Back in the great state of misery I was told you had been behaving. The winters had been mild and summers were the usual humid sauna. Why did you follow me? I thought we had let bygones be bygones? The unprecedented ice storm in January of 2007 was enough to send me to Arizona. During our move to the new house in February of this year, you thought it was clever to follow last year’s storm with another one that would render us powerless for a week. You evil, evil woman. Now our fair city has recovered and you are back with more. This time the moisture is not in the form of ice, but rain. So much rain in fact, if it did not rain anymore all year we would be well ahead of schedule by two years. The rain overflows in our gutters and causes rivers in the streets. The lakes are flooding and the docks are underwater. Cars are swept away in what seems to be only a few inches. Each time you tell us you are done, and provide a few days of reprieve you come back.
The night Daddy took the video above, the boys and I were hunkered down in the "most inner room of the house" which happens to be a bathroom.
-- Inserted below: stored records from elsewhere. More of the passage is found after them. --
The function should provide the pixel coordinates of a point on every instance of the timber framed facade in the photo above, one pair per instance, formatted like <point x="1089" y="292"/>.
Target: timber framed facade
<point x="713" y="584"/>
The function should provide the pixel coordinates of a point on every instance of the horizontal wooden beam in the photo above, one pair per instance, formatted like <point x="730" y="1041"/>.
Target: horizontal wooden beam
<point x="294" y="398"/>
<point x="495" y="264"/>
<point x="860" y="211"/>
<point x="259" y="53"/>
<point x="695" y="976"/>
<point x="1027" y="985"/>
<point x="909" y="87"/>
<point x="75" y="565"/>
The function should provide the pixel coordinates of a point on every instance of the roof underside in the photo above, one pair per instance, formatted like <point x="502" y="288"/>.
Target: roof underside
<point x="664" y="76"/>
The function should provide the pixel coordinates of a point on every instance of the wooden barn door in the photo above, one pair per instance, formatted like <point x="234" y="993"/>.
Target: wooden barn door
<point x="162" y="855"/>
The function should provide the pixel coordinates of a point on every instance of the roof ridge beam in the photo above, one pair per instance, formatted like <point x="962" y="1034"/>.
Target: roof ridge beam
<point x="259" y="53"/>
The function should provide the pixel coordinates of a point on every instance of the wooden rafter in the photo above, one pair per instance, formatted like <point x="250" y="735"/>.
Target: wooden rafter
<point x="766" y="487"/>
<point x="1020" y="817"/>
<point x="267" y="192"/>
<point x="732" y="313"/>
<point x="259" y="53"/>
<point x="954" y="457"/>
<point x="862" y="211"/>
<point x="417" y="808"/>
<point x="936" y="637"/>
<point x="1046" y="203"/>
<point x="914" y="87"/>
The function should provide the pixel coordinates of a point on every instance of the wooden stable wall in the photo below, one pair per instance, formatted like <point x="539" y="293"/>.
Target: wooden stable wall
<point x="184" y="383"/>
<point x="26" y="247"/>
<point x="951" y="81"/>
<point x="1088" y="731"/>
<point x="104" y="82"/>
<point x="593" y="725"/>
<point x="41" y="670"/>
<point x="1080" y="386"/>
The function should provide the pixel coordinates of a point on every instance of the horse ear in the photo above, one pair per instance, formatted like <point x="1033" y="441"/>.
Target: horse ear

Funnels had been spotted only a mile from the house.
I am starting to think you need to get laid.
9 comments:
bwahahahaha, mother nature needs to get laid too? hahaa!
Holy smokes!
From me to you, that is a heck of a lot of rain. And for me to say that (being from Seattle) you know it has to be bad.
Hope it all went . . . somewhere, other than inside your house!
Who could possibly be up to the challenge to lay Mother Nature??
I humbly submit myself for the challenge. Why not?
Now to go find some mood music in the form of "Rock You Like a Hurricane".
lmao at mother nature needs to get laid. I agree with you the weather is getting more crazy. Global warming maybe.
what has weather have to do with getting laid?
oh now you are really going to make her made.
And by the way DO NOT call My Missouri misery. Thems fighten words. If you don't like her move an hour south to AR.
Love you.
I mean mad not made.
I need another coffee.
Oh My! Stay dry!!
We keep HOPING for rain, for some reason it all goes just north or just south of Leavenworth. pout
Mother Nature needing to get laid? That is hawt, my friend. Just flat out HAWT!